Painted bronze, 1979, 12" x 8" x 19".

"I can't live where I want to - I can't go where I want to - I can't do what I want to -I can't even say what I want to. Schools and things that painters have taught me even keep me from painting what I want to. I decided that I was a very stupid fool not to at least paint as I wanted to and say what I wanted to when I painted as that seemed to be the only thing I could do that didn't concern anybody but myself. . . .I found that I could say things with color and shapes that I couldn't say in any other way - things that I had no words for."
-Georgia O'Keeffe

On a whim I painted Circus Performer.
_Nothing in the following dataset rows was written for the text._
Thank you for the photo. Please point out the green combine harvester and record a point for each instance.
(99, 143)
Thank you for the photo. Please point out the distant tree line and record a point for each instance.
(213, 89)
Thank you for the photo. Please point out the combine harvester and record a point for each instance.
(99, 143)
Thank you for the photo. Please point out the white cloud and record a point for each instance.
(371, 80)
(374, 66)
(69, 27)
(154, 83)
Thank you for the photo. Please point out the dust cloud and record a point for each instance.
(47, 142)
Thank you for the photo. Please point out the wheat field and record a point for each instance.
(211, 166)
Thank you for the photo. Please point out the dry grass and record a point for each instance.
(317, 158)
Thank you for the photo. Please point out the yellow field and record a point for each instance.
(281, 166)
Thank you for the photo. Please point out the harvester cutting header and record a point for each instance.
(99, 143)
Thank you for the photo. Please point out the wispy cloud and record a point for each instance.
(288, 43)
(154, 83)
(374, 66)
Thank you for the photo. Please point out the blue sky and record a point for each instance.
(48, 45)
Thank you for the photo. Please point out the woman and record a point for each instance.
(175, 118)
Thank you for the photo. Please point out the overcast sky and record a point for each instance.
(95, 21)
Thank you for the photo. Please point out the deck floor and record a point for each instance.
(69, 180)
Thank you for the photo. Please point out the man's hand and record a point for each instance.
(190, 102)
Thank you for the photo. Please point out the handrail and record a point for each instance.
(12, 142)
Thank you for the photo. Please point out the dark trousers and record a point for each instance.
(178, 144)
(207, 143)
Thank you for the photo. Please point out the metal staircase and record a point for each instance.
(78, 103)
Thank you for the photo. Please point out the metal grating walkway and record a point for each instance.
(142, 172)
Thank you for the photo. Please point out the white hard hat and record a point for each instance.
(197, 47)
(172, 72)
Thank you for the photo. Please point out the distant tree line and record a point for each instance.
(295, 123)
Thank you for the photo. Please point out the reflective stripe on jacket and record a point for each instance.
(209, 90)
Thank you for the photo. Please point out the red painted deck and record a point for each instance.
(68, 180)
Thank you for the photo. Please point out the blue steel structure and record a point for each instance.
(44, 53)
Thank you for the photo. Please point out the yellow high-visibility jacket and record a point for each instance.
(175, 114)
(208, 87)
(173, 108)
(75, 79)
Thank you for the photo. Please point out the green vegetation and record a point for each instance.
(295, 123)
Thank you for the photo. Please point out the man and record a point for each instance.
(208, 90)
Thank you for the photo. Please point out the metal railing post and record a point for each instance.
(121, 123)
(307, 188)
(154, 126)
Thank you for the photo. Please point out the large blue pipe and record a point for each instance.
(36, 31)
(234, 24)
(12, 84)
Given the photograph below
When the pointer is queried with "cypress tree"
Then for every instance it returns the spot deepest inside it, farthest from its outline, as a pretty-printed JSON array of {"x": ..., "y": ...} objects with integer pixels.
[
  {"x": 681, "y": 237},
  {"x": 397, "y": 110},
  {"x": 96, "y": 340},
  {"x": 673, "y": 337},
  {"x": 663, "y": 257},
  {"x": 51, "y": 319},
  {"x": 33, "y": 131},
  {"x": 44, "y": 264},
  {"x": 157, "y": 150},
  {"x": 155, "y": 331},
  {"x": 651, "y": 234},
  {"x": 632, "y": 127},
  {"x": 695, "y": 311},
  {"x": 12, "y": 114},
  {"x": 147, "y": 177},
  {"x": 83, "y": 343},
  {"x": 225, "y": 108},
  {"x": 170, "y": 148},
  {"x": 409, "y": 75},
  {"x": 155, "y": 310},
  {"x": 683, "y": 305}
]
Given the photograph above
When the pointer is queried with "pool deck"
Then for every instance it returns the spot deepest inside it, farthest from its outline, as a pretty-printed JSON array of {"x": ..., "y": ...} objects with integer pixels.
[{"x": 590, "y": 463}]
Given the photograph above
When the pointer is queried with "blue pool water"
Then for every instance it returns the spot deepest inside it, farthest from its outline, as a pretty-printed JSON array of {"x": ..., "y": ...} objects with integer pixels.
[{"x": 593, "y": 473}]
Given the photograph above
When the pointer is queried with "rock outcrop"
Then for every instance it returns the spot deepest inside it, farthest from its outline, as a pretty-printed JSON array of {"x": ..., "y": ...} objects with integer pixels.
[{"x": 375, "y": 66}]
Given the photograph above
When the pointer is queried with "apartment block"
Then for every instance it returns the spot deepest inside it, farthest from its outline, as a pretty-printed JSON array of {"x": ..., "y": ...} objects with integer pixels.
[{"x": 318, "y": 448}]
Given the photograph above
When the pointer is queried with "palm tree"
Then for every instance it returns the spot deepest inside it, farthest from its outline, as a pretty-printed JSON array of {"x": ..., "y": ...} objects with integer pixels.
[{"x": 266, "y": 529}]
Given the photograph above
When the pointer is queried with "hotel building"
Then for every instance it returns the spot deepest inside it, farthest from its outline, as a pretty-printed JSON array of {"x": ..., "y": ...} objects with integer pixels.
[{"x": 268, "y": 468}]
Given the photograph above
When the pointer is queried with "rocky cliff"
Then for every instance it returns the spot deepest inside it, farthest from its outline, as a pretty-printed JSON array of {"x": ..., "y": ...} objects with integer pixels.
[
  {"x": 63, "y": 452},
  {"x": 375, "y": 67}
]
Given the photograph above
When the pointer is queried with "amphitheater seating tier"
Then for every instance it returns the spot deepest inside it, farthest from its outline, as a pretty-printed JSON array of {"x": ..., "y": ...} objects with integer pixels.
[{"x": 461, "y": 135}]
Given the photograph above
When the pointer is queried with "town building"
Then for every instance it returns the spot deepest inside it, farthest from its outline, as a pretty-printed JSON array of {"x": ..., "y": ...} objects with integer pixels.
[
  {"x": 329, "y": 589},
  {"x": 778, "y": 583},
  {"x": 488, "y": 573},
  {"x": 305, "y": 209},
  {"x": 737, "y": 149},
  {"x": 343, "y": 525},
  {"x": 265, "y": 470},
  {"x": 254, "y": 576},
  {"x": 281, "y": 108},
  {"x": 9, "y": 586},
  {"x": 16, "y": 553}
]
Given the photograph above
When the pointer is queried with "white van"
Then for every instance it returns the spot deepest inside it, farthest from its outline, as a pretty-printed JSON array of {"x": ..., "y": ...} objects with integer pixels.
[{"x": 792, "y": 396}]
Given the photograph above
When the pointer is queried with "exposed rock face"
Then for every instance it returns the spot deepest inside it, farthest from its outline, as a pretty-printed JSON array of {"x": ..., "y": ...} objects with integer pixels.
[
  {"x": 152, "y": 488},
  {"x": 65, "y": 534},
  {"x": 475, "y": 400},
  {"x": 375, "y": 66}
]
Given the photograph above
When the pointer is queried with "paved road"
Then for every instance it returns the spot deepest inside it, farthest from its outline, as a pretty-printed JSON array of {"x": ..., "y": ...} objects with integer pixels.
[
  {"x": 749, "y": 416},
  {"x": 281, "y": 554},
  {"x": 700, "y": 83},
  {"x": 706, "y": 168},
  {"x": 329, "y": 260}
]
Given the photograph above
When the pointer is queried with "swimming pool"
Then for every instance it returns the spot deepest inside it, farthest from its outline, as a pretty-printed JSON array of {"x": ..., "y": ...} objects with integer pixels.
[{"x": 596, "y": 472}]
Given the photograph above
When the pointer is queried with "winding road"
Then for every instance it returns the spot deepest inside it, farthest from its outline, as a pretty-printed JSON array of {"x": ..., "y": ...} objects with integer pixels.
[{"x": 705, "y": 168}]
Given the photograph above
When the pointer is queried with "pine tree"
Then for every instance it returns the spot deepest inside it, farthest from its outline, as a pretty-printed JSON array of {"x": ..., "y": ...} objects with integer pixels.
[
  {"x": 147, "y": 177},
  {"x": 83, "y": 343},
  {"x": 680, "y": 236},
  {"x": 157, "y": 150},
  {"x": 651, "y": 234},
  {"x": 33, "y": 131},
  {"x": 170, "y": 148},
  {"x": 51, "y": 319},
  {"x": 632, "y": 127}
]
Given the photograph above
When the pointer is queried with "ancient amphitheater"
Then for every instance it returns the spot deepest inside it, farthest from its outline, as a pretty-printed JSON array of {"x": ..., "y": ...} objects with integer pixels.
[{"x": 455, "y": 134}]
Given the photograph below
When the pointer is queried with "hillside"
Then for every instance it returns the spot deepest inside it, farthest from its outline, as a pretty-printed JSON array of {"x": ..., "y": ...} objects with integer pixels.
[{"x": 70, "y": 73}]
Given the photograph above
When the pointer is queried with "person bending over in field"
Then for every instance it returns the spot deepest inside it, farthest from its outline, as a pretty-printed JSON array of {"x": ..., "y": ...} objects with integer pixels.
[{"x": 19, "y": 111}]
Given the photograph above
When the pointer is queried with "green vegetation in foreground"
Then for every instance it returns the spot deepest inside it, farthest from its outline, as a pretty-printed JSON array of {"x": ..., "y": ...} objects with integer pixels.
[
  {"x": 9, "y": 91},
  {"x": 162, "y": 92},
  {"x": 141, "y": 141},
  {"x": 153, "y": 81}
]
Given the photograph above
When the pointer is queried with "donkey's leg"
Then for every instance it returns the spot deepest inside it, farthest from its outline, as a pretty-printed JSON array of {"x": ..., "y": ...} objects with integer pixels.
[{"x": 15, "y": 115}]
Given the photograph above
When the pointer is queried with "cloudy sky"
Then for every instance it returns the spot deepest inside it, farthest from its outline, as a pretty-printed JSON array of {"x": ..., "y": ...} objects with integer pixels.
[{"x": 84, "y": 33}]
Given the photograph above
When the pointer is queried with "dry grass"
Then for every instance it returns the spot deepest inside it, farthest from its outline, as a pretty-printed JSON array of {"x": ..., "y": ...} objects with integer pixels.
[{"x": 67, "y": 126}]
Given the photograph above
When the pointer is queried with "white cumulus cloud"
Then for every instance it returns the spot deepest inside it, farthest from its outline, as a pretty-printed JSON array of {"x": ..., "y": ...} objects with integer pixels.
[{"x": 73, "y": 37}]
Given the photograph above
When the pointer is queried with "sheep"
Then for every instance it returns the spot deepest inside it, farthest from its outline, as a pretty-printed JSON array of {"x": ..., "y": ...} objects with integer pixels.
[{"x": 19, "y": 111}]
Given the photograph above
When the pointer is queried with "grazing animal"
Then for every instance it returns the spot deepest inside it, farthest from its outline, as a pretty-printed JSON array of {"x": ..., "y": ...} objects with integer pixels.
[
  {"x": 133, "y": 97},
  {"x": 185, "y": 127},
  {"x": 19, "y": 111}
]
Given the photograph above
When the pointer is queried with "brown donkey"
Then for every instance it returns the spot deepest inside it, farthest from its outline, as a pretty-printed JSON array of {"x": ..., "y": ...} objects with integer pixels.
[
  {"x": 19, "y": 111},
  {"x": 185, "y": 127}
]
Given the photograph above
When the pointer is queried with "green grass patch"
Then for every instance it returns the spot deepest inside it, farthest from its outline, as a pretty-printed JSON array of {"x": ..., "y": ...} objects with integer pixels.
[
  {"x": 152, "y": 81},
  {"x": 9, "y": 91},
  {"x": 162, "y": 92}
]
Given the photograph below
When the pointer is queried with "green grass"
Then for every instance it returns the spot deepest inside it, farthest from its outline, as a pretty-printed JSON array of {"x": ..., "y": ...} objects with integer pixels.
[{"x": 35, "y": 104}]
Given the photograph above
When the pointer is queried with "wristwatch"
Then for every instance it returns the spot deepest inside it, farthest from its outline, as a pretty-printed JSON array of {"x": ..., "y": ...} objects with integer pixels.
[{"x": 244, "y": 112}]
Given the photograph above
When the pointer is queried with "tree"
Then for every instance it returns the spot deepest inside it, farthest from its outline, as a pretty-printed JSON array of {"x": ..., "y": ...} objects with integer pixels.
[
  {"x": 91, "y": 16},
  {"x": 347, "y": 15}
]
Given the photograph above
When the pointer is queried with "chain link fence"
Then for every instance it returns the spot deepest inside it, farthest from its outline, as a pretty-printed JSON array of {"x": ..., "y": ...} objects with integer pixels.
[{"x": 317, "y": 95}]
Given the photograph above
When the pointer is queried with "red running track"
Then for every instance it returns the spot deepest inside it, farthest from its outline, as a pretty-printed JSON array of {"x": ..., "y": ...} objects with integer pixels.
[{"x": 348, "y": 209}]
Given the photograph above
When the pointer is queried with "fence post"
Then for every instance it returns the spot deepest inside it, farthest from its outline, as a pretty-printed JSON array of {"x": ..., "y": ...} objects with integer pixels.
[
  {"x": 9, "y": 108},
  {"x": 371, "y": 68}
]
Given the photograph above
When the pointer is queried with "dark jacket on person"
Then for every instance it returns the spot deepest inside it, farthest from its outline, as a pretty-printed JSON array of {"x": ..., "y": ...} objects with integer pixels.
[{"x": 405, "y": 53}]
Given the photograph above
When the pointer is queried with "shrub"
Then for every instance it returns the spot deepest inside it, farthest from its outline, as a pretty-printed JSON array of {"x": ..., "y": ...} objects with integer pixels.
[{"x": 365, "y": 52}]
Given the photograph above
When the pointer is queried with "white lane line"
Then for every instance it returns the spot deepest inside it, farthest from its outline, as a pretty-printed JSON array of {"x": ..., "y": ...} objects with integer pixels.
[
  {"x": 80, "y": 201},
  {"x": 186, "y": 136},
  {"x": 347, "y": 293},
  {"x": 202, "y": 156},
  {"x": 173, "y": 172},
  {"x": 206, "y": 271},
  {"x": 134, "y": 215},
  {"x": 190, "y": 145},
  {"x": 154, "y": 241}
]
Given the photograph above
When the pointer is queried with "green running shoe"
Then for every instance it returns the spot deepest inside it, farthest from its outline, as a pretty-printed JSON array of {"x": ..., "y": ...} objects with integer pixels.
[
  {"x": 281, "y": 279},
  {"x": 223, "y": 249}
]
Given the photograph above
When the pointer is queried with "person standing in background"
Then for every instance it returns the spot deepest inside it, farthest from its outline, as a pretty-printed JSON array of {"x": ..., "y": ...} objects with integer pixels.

Painting bronze felt wrong, a violation of a cardinal rule, and yet the piece felt so right. It was three years before I had the courage to paint sculpture again. Instead, I drew a battered Alexander doll bought from a thrift store. Later, after we moved to the coast, I drew images from my new surroundings, but mostly shells my husband brought home; shells storms ripped from the ocean floor and deposited into his crab pots. I drew long after I lost interest in what I was drawing because I could use color. With each successive drawing, my need, my passion for color grew.

I kept the O'Keeffe quote pinned to the bulletin board above my worktable . . . but it was many years before I could read it without guilt. Deep down I was still trying to make real sculpture - sculpture that did not need to be painted to come alive; and I still believed resorting to wooden arms was a cop-out.